I used COMQUEST as my primary question bank for COMLEX-specific content, with UWorld as a secondary source for clinical reasoning depth. The approach was tutor mode to start — not because it's easier, but because it lets you immediately review an explanation after each question while the reasoning is still fresh. This is different from timed untutored mode, which I shifted to in the final weeks to simulate test-day pressure.

The distinction matters. Tutor mode builds understanding. Untutored timed mode builds performance. You need both, and you need to sequence them correctly.

The 80-Second Question

One of the harder adjustments was pace. COMLEX Level 1 gives you 480 questions over two days. The math works out to roughly 80 seconds per question if you don't stop to think. You will need to stop and think. The question is how fast you can process the stem.

What helped me: read the last line first. The question stem in boards exams is often clinical narrative filler designed to test whether you can extract the signal from noise. The last line tells you what they're actually asking. Once you know the question, you can scan the stem for the relevant details instead of reading it front-to-back and trying to hold everything in working memory.

This sounds simple. In practice, it takes repetition to make it automatic.
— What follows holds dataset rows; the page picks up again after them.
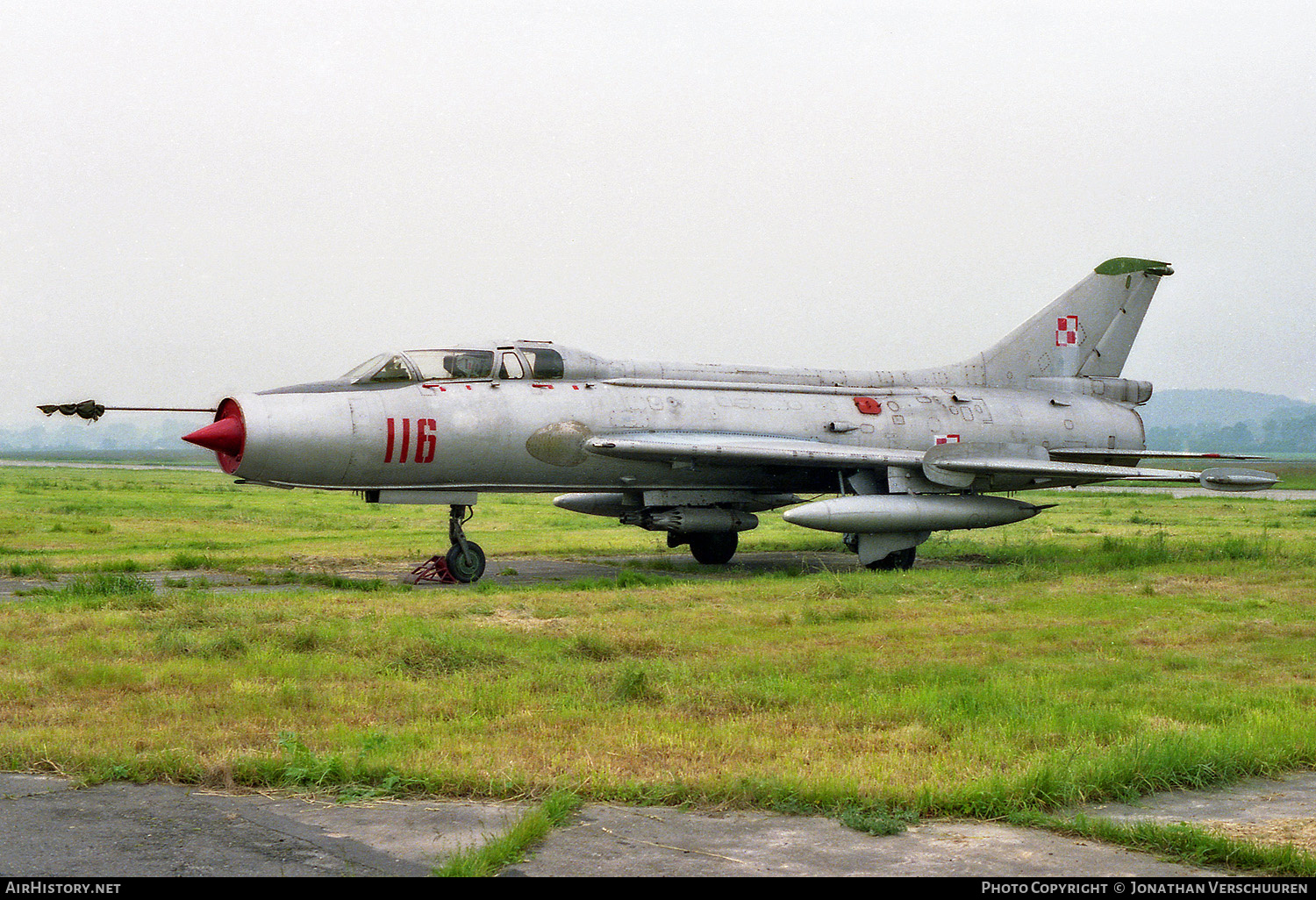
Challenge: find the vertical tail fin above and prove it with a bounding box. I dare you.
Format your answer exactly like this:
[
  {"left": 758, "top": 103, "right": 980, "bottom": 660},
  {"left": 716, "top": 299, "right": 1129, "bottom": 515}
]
[{"left": 981, "top": 258, "right": 1173, "bottom": 387}]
I practiced it from the beginning so it was second nature by test day.

Card Every Missed Question

My Anki system during boards prep was strict: every question I got wrong, or got right for the wrong reason, became a card. Not a card that summarized the whole topic — a card for the specific thing I missed.

If I missed a question because I confused which complement pathway activates in bacterial sepsis, the card drilled that specific distinction. Not the whole complement system. The gap.

This kept the deck lean and high-signal. By the end of dedicated, I had several hundred cards that were directly tied to my personal error patterns, not a generic knowledge base. That's the difference between a deck that works and a deck that becomes another form of passive review.

COMSAE Checkpointing

COMSAE practice exams are the closest simulation to the actual COMLEX Level 1 experience. I treated them as checkpoints, not warmups.

The protocol: take a COMSAE, review every missed question the same day, build Anki cards for gaps, then return to your question bank. The COMSAE score is a reliable predictor of Level 1 performance — take it seriously as a signal, not just a metric.

I spaced mine out across dedicated: one early to calibrate, one mid-dedicated to adjust strategy, one late to assess readiness. Each one informed what I focused on in the following block.

What I'd Tell M1s Right Now

Don't wait for dedicated. Start building your question-based learning habit in your first year. Even five to ten questions a day during coursework builds the skill of test thinking — which is different from the skill of learning content.

By the time dedicated starts, you want the mechanics of question review to be automatic so you can focus your cognitive resources on the content. If you're learning how to approach questions and absorbing high-yield content simultaneously, you're overloaded.

The students I watched struggle with boards weren't less intelligent. They were less practiced at the specific skill of answering boards questions. That skill is trainable. Train it early.